Septimius Severus
21st Emperor of the Roman Empire
Years: 145 - 211
Septimius Severus (Latin: Lucius Septimius Severus Augustus; 11 April 145 – 4 February 211), also known as Severus, is Roman Emperor from 193 to 211.
Severus was born in Leptis Magna in the province of Africa.
As a young man he advances through the customary succession of offices under the reigns of Marcus Aurelius and Commodus.
Severus seizes power after the death of Emperor Pertinax in 193 during the Year of the Five Emperors.
After deposing and killing the incumbent emperor Didius Julianus, Severus fights his rival claimants, the generals Pescennius Niger and Clodius Albinus.
Niger is defeated in 194 at the Battle of Issus in Cilicia.
Later this year, Severus wages a short punitive campaign beyond the eastern frontier, annexing the Kingdom of Osroene as a new province.

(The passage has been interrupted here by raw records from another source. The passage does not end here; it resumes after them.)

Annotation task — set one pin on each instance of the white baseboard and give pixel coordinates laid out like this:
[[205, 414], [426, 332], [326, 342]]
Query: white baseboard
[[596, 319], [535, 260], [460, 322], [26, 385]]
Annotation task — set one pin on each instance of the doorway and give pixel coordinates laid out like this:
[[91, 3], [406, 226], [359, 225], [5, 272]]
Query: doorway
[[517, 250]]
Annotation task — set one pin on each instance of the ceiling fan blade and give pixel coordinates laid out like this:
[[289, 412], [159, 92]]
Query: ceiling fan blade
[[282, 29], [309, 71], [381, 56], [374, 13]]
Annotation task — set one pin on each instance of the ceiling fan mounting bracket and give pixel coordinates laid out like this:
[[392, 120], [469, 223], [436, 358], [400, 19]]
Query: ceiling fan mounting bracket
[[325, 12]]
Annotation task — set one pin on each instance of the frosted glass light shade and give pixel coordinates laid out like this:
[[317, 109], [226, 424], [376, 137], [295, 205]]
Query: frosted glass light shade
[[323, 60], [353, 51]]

Severus defeats Albinus three years later at the Battle of Lugdunum in Gaul.
After solidifying his rule over the western provinces, Severus wages another brief, more successful war in the east against the Parthian Empire, sacking their capital Ctesiphon in 197 and expanding the eastern frontier to the Tigris.

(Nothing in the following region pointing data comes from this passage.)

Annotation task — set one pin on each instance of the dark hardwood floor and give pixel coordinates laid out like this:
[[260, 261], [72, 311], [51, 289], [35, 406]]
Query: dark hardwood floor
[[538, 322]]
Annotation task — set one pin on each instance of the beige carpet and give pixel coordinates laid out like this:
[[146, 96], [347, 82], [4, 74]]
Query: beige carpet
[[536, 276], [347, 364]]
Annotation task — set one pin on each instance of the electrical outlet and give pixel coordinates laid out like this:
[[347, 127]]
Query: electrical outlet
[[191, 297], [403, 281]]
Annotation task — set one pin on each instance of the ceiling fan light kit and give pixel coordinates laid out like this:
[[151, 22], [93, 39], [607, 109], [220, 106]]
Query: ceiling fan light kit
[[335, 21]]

Furthermore, he enlarges and fortifies the Limes Arabicus in Arabia Petraea.
In 202, he campaigns in Africa and Mauretania against the Garamantes; capturing their capital Garama and expanding the Limes Tripolitanus along the southern frontier of the empire.
Late in his reign, he travels to Britain, strengthening Hadrian's Wall and reoccupying the Antonine Wall.
In 208 he invades Caledonia in modern Scotland, but his ambitions are cut short when he falls fatally ill in late 210.
Severus dies in early 211 at Eboracum, succeeded by his sons Caracalla and Geta.
With the succession of his sons, Severus founds the Severan dynasty, the last dynasty of the empire before the Crisis of the Third Century.